好き勝手に言いたいことを言っているような語り口なのに、時折ふと鋭い観察と分析で斬り込んでくる。本書以外の作品や、脚本を書いたドラマを見てはいないが、この著者も、描かれる人物も、その都度怒ったり笑ったり悲しんだり憤ったりしながら、後になってみればみな笑い飛ばしてしまえるような、そんな人なのかもしれない。

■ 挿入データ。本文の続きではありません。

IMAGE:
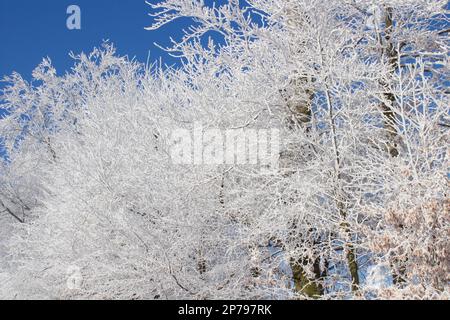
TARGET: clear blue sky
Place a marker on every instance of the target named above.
(33, 29)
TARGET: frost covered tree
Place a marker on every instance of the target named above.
(358, 207)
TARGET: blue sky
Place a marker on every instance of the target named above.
(31, 30)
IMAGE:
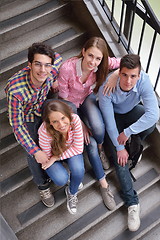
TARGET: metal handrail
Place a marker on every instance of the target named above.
(146, 14)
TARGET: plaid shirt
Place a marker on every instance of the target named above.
(25, 101)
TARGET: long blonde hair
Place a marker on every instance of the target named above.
(102, 71)
(58, 143)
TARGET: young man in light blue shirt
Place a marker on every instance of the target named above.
(131, 110)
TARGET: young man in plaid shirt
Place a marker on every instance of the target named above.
(26, 92)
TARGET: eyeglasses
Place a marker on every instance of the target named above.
(40, 65)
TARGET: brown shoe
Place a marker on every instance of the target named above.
(108, 198)
(104, 159)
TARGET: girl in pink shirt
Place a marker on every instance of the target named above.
(61, 138)
(79, 80)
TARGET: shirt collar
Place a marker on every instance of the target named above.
(79, 67)
(134, 89)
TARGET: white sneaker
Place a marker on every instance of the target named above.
(133, 217)
(71, 201)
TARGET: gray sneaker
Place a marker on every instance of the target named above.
(47, 197)
(104, 159)
(108, 198)
(133, 217)
(79, 187)
(71, 201)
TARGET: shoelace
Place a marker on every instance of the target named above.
(46, 193)
(132, 213)
(73, 199)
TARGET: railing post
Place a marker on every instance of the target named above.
(128, 19)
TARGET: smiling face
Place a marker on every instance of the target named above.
(40, 69)
(128, 78)
(92, 57)
(59, 122)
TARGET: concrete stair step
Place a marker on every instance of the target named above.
(91, 211)
(32, 19)
(115, 225)
(153, 233)
(12, 161)
(16, 7)
(29, 208)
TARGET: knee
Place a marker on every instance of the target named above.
(59, 179)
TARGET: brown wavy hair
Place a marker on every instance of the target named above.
(58, 143)
(102, 71)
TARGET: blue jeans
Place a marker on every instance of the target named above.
(39, 175)
(59, 175)
(94, 159)
(123, 121)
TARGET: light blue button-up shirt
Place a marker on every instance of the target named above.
(123, 102)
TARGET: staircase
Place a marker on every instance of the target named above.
(23, 215)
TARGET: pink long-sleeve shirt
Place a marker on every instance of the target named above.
(74, 141)
(69, 83)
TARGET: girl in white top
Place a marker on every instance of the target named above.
(61, 138)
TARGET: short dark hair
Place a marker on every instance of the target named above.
(130, 61)
(40, 48)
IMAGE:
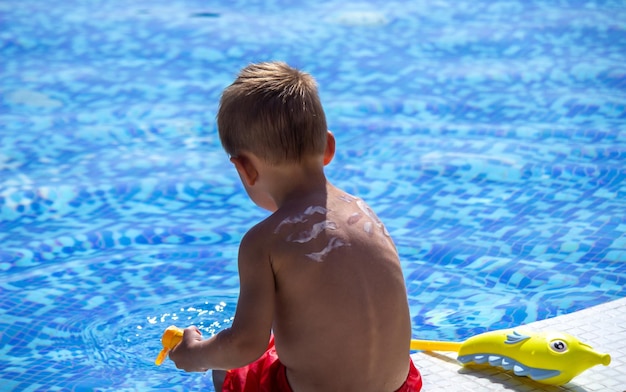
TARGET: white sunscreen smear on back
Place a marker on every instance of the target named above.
(301, 218)
(306, 236)
(334, 242)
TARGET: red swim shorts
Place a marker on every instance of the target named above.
(267, 374)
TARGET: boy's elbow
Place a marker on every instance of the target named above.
(246, 350)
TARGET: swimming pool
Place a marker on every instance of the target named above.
(490, 137)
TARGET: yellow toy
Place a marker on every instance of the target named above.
(170, 339)
(550, 358)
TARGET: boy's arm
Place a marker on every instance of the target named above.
(249, 335)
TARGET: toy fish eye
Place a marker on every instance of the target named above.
(559, 346)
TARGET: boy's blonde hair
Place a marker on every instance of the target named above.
(274, 112)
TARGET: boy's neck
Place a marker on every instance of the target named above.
(291, 182)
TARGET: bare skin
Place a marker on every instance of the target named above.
(322, 273)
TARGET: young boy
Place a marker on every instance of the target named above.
(320, 278)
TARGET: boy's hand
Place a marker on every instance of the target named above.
(187, 355)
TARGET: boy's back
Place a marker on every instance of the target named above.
(341, 314)
(321, 272)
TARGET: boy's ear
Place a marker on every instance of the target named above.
(329, 152)
(245, 168)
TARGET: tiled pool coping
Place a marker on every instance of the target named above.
(603, 327)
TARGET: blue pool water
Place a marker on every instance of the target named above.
(490, 137)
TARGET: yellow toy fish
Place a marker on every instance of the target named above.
(548, 357)
(170, 339)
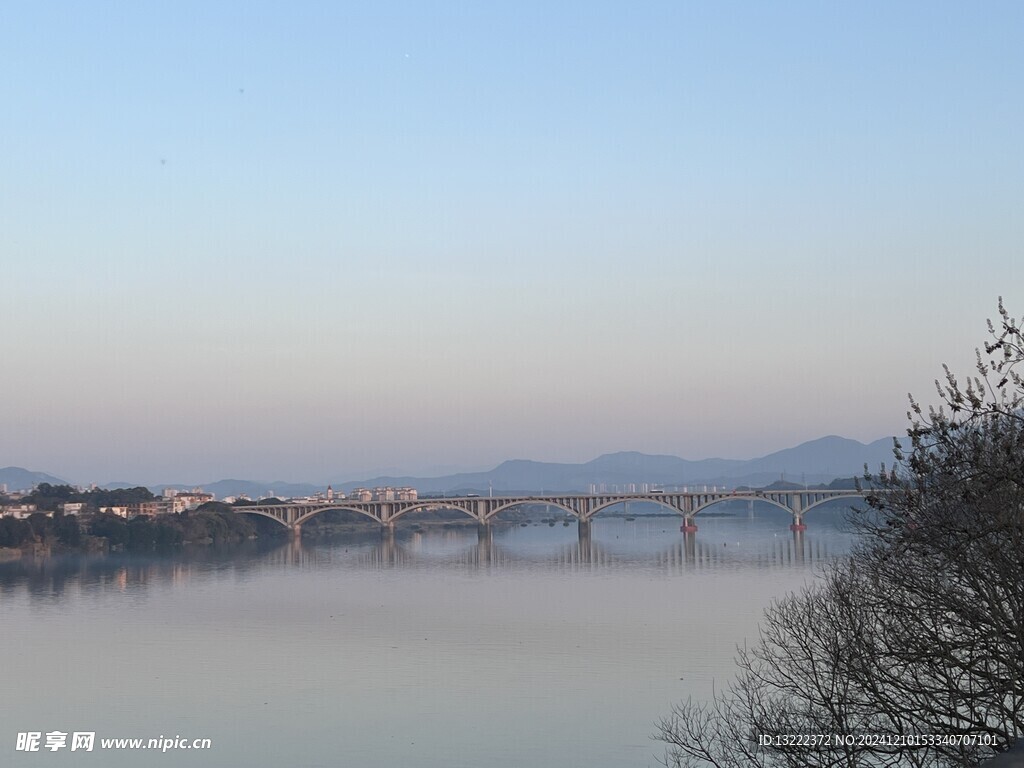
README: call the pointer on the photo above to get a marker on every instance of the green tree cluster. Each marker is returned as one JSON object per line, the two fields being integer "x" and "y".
{"x": 921, "y": 632}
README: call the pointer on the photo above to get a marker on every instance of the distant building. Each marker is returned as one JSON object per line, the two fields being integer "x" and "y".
{"x": 151, "y": 509}
{"x": 17, "y": 511}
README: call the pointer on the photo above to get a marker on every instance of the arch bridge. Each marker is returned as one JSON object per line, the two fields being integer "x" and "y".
{"x": 581, "y": 506}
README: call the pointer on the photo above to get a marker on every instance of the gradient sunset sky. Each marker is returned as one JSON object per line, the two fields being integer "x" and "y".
{"x": 317, "y": 241}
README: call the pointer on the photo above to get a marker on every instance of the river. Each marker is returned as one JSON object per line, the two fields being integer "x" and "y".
{"x": 530, "y": 645}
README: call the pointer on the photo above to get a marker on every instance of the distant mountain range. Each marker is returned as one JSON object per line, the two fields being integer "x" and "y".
{"x": 819, "y": 461}
{"x": 16, "y": 478}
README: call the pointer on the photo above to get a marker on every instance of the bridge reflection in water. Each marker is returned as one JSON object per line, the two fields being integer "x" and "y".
{"x": 596, "y": 546}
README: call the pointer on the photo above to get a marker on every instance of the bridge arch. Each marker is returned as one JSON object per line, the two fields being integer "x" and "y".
{"x": 659, "y": 502}
{"x": 260, "y": 513}
{"x": 312, "y": 513}
{"x": 724, "y": 499}
{"x": 820, "y": 502}
{"x": 524, "y": 502}
{"x": 433, "y": 503}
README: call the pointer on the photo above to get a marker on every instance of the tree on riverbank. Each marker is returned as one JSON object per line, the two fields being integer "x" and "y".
{"x": 921, "y": 632}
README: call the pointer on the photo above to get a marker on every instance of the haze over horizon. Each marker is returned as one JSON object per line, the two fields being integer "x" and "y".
{"x": 257, "y": 241}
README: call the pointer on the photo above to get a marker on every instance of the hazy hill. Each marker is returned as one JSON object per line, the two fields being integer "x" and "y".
{"x": 17, "y": 478}
{"x": 817, "y": 461}
{"x": 814, "y": 462}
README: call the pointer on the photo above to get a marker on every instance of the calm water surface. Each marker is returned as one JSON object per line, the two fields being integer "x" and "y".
{"x": 439, "y": 648}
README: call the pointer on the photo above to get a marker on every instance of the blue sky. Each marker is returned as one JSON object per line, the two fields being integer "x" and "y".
{"x": 317, "y": 240}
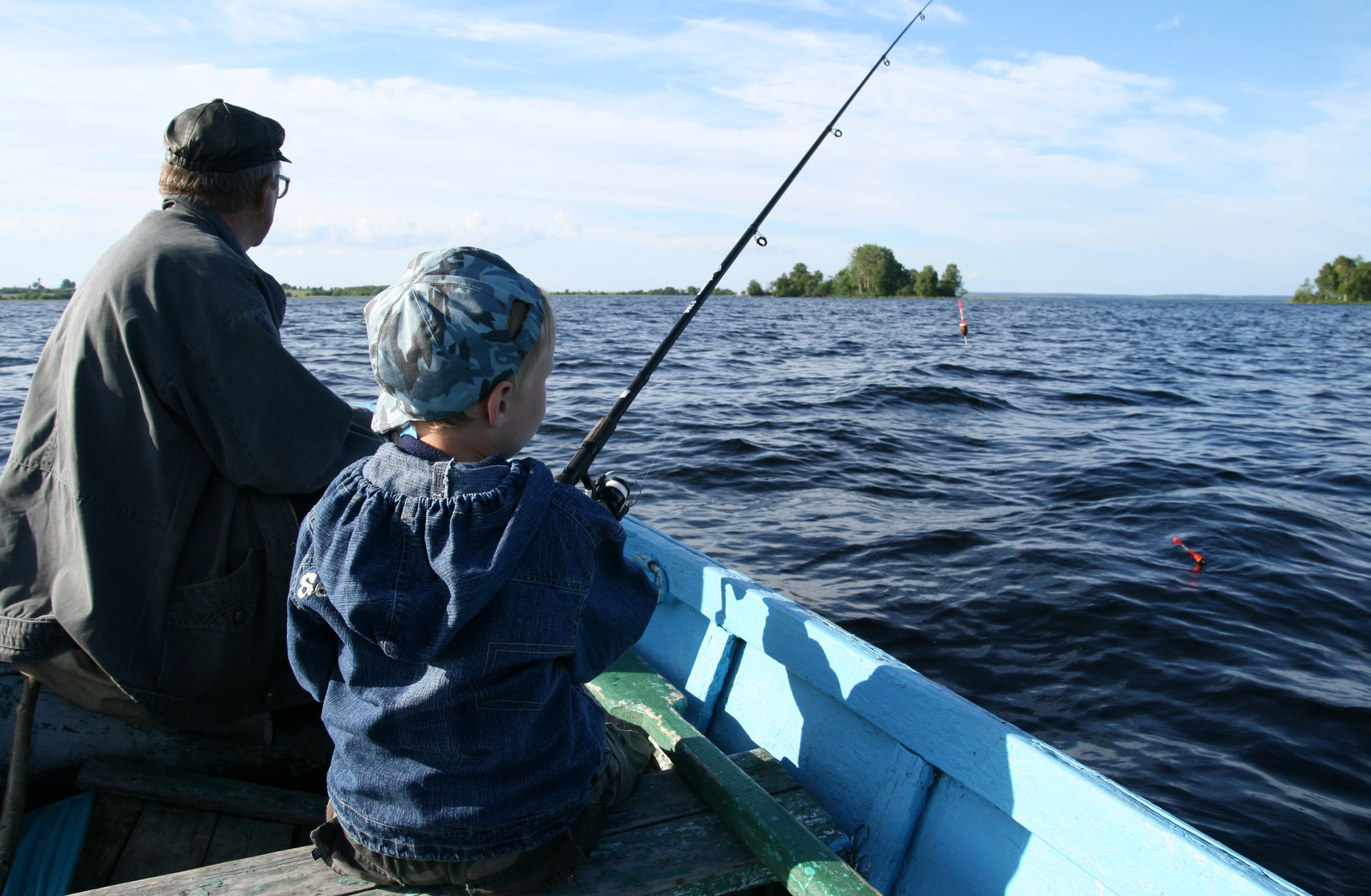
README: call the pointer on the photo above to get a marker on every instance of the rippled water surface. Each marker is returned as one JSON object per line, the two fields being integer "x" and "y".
{"x": 999, "y": 516}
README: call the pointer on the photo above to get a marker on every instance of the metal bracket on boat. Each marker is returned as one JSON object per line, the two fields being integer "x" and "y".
{"x": 849, "y": 850}
{"x": 632, "y": 690}
{"x": 657, "y": 572}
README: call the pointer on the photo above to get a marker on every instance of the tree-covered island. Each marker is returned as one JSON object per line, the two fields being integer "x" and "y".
{"x": 1343, "y": 279}
{"x": 872, "y": 271}
{"x": 36, "y": 291}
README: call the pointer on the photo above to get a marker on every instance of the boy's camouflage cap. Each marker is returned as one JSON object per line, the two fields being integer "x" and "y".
{"x": 439, "y": 339}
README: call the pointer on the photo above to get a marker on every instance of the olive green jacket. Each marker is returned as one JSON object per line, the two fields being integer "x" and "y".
{"x": 143, "y": 510}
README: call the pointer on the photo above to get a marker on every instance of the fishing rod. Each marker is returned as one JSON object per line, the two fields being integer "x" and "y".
{"x": 616, "y": 493}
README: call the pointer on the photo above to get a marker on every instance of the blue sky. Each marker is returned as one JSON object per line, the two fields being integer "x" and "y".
{"x": 1121, "y": 147}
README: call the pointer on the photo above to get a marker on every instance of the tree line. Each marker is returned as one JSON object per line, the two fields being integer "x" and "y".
{"x": 37, "y": 291}
{"x": 872, "y": 271}
{"x": 1341, "y": 279}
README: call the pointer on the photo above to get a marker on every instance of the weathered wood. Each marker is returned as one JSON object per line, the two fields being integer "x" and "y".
{"x": 166, "y": 838}
{"x": 16, "y": 780}
{"x": 667, "y": 797}
{"x": 113, "y": 818}
{"x": 66, "y": 738}
{"x": 236, "y": 838}
{"x": 697, "y": 855}
{"x": 634, "y": 690}
{"x": 200, "y": 791}
{"x": 289, "y": 873}
{"x": 700, "y": 853}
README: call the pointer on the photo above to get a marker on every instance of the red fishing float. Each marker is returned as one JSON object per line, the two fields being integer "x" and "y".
{"x": 1198, "y": 559}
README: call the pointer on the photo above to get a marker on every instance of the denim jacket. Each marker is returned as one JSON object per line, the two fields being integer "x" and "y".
{"x": 445, "y": 614}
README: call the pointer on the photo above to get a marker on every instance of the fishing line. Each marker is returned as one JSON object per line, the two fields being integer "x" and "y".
{"x": 578, "y": 470}
{"x": 661, "y": 445}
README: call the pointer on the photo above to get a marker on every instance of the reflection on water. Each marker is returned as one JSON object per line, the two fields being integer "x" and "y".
{"x": 999, "y": 517}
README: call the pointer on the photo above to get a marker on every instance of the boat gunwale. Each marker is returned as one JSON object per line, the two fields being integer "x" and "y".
{"x": 1067, "y": 797}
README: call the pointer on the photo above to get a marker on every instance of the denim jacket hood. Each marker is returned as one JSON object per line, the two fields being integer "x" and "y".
{"x": 446, "y": 614}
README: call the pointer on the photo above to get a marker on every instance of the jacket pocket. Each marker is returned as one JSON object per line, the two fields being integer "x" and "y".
{"x": 220, "y": 605}
{"x": 521, "y": 677}
{"x": 221, "y": 634}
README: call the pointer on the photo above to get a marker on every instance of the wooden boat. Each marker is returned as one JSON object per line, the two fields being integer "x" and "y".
{"x": 922, "y": 791}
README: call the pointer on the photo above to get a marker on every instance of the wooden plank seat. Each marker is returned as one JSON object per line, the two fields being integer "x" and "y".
{"x": 664, "y": 840}
{"x": 148, "y": 822}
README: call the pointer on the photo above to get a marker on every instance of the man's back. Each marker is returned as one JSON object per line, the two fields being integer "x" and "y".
{"x": 143, "y": 511}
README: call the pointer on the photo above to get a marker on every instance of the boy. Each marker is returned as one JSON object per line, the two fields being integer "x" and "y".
{"x": 447, "y": 602}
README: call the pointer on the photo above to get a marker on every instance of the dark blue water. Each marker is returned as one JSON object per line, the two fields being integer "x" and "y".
{"x": 999, "y": 517}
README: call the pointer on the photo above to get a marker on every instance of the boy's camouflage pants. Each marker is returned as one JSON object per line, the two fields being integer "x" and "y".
{"x": 628, "y": 753}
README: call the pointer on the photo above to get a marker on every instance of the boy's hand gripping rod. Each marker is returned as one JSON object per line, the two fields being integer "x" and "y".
{"x": 580, "y": 465}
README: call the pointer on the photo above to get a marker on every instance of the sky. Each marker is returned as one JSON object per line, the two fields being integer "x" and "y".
{"x": 1122, "y": 147}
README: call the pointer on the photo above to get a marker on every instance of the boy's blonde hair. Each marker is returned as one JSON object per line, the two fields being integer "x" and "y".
{"x": 546, "y": 343}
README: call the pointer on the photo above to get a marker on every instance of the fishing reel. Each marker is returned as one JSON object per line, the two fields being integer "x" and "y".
{"x": 617, "y": 492}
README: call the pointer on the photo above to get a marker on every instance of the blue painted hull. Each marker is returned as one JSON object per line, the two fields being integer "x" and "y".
{"x": 958, "y": 800}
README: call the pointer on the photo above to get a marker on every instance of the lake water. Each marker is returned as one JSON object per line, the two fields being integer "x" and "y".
{"x": 999, "y": 516}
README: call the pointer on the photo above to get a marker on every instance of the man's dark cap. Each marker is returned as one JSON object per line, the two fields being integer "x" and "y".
{"x": 217, "y": 138}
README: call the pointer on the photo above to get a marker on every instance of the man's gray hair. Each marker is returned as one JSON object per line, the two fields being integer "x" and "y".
{"x": 225, "y": 192}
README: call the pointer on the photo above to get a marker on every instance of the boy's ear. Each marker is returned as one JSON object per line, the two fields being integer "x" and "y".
{"x": 498, "y": 403}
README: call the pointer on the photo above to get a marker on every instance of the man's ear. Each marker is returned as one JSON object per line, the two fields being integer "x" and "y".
{"x": 264, "y": 192}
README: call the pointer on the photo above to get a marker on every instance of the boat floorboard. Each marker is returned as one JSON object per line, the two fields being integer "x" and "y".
{"x": 664, "y": 840}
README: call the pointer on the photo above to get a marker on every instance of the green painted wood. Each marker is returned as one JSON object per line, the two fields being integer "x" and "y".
{"x": 667, "y": 797}
{"x": 202, "y": 791}
{"x": 639, "y": 854}
{"x": 631, "y": 690}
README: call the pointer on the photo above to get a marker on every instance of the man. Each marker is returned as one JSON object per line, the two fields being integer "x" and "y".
{"x": 167, "y": 448}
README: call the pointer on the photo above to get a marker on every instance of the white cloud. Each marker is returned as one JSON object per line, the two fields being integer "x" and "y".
{"x": 1041, "y": 172}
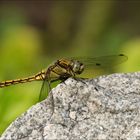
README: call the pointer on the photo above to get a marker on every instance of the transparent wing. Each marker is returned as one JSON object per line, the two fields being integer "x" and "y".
{"x": 103, "y": 61}
{"x": 44, "y": 90}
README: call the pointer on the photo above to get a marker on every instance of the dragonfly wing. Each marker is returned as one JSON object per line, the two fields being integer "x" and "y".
{"x": 103, "y": 61}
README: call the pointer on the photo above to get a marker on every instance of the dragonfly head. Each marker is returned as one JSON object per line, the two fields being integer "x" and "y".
{"x": 77, "y": 67}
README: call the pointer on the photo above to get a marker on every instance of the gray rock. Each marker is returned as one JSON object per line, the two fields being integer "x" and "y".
{"x": 107, "y": 107}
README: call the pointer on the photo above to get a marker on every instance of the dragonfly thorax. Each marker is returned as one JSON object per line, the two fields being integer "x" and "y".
{"x": 77, "y": 67}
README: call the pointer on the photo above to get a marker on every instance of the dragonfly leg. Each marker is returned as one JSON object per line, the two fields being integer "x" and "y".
{"x": 51, "y": 96}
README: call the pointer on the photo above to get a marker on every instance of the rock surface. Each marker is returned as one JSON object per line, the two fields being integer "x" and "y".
{"x": 107, "y": 107}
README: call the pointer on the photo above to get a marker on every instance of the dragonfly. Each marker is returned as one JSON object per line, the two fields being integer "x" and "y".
{"x": 64, "y": 68}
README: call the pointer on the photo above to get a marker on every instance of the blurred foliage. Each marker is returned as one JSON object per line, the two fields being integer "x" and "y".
{"x": 33, "y": 34}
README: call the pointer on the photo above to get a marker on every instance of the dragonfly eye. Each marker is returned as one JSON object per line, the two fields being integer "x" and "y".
{"x": 78, "y": 67}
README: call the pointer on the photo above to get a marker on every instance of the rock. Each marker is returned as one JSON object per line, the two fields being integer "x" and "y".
{"x": 107, "y": 107}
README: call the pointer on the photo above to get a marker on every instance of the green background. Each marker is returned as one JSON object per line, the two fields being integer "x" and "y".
{"x": 35, "y": 33}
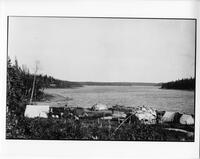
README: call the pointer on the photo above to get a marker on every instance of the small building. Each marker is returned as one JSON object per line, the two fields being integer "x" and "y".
{"x": 33, "y": 111}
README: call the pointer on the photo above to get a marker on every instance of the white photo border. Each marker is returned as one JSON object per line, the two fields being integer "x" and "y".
{"x": 96, "y": 149}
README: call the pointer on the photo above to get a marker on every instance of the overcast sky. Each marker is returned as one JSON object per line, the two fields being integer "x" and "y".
{"x": 99, "y": 49}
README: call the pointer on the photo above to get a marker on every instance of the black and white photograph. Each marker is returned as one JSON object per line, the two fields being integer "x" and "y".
{"x": 101, "y": 78}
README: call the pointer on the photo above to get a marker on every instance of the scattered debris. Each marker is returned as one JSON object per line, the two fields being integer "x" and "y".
{"x": 186, "y": 119}
{"x": 146, "y": 115}
{"x": 99, "y": 106}
{"x": 33, "y": 111}
{"x": 118, "y": 114}
{"x": 168, "y": 117}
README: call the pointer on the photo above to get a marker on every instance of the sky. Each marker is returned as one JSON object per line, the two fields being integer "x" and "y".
{"x": 104, "y": 49}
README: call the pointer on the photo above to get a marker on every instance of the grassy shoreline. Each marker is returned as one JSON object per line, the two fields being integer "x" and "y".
{"x": 68, "y": 127}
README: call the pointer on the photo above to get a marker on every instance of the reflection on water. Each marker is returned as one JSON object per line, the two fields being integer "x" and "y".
{"x": 161, "y": 99}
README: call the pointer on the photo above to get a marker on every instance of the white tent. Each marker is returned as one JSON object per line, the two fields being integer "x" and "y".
{"x": 33, "y": 111}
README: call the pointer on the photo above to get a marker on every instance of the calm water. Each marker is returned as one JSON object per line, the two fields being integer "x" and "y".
{"x": 161, "y": 99}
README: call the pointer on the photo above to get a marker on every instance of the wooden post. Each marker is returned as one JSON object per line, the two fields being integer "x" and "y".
{"x": 36, "y": 69}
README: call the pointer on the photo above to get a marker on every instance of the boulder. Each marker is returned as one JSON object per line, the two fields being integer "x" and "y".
{"x": 146, "y": 115}
{"x": 168, "y": 117}
{"x": 186, "y": 119}
{"x": 118, "y": 114}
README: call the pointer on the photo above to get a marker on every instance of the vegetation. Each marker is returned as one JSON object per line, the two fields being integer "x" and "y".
{"x": 19, "y": 87}
{"x": 183, "y": 84}
{"x": 69, "y": 128}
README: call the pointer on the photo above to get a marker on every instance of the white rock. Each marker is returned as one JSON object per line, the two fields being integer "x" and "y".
{"x": 99, "y": 107}
{"x": 186, "y": 119}
{"x": 146, "y": 115}
{"x": 168, "y": 117}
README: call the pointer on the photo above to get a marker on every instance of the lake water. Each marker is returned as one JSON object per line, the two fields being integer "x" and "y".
{"x": 160, "y": 99}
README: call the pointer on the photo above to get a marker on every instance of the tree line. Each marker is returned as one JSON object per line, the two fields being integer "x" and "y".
{"x": 20, "y": 85}
{"x": 183, "y": 84}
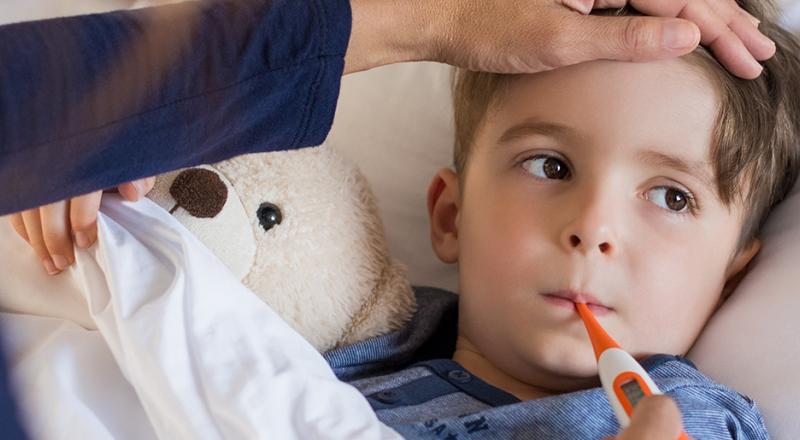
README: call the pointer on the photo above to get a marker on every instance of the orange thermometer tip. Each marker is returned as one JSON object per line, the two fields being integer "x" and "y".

読み終わった後に残るのは、彼女自身の考え方や感じ方、生き方のほうで、食べ物話のほうは断片的にしか思い出せないのが不思議な感じだった。
竹本 紗梨
評価:A
知らなかった。この人がこんなに温かく、力強い、そして心にするりと届くエッセイを書く人だったなんて。こんなに有名な脚本家の書くドラマを見たことがなかったので、先入観なしでただただ文章を味わうことが出来た。都市で働くOL時代の思い出も、今の脚本家としてのエッセイも、一緒に働く仲間や、上司の描き方が優しい。年を経て、その当時の自分もたくさんの関わってきた人たちをも優しい視線で見られるようになったんだろうか。それとも脚本家だから、こんなに人の心を思いやれる視線を身につけることが出来たんだろうか。ずっと読み進めながら向田邦子の文章のうまさを思い出して味わっていた。あとがきで、あぁと声を上げた。「私は向田邦子になります」。そのセリフを言うまでの、心の揺れが感じられるエピソードが心に残った。「楽なことが幸せとは思ってないくせに」私の心にもこのセリフが強く残った。
平野 敬三
評価:A
もし僕が本書にPOPを付けるとしたら、「最初の3ページをじっと立ち読みして下さい。」といったような文句を間違いなく使うだろう。それくらい導入部が見事である。これは何も最初のエッセイに限らず、どの箇所を読んでも、とにかく一発で惹きつけられる。ダラダラ書いてダラダラ読ませる名人芸のようなエッセイもたまにあるが、やはり文章は書き出しが最も重要なのだという、極めてオーソドックスな作法を本書は鮮やかに見せつけてくれる。もちろん、書き出しだけが面白い、というわけはなく、最後のオチまでいちいち見事だ。後半のエッセイにややしんみり系が多くなり、少し前半のお転婆ぶりが懐かしくなる他は、文句の付けようのないほどの名エッセイが並ぶ。語り口は穏やかでも、色々なものがほとばしっている。笑って泣いて、そうして僕は内舘さんのファンになった。ついでに(失礼)、藤原正彦氏の解説も白眉。
藤川 佳子
評価:AA
この本は、“真顔”のエッセイである。真顔の人は何を言い出すか分からない。うっかりしているとミゾオチあたりに右ストレートをお見舞いされ、ブッと吹きだしたり、思わずホロリときたりしてしまうので要注意です。「力士は彼岸の美男」なんてマジで言われたら、もう呆然とするしかないでしょう。この本と対峙する時はどんな攻撃でも受けられるように身構え、一人でひっそり読んでください。
著者自身があとがきで「『団塊世代』の匂いが出ていることに愕然とします」と述懐しているように、若い人が読むとちょっとお説教臭さが鼻につくかも知れません。けれどもいつでも真っ向勝負で生きてきた人の「大人も子供もハスに構えることを覚えてから、逆に世の中がおもしろさを失ったように、思う」なんてセリフはやっぱり説得力がある。「マジでいくわよ」という気迫溢れる本書は抜群に面白いのですから…。
和田 啓
評価:B+
内館牧子さんである。新横綱選定の際、ナベツネさんとよく映っている淑女。ドラマ『ひらり』や『私の青空』の人気脚本家。銀座百点に連載されていたエッセイの詳録である。三菱重工業を退職して後、文筆業に入ってこられたことは聞き知っていたが、こんなに面白い方だったとは!「わたしはいつかきっと向田邦子になります」と課員全員の前で啖呵を切った無名OL時代。重戦車FWの明治大学ラグビーをこよなく愛し、五月の風に吹かれながら歩く力士を、この世でいちばん美しいと讃える。一方で筍を題材に男と料理はダイナミックであるほど、実は繊細なのだと論じる。うまい。
高度成長後の日本を通じて彼女の半生も見てとれる。潔い、明快、その実温かい。作中の「バナナ」と「シュウマイ」は見事な日本人論になっている。まだまだ日本も捨てたもんじゃない。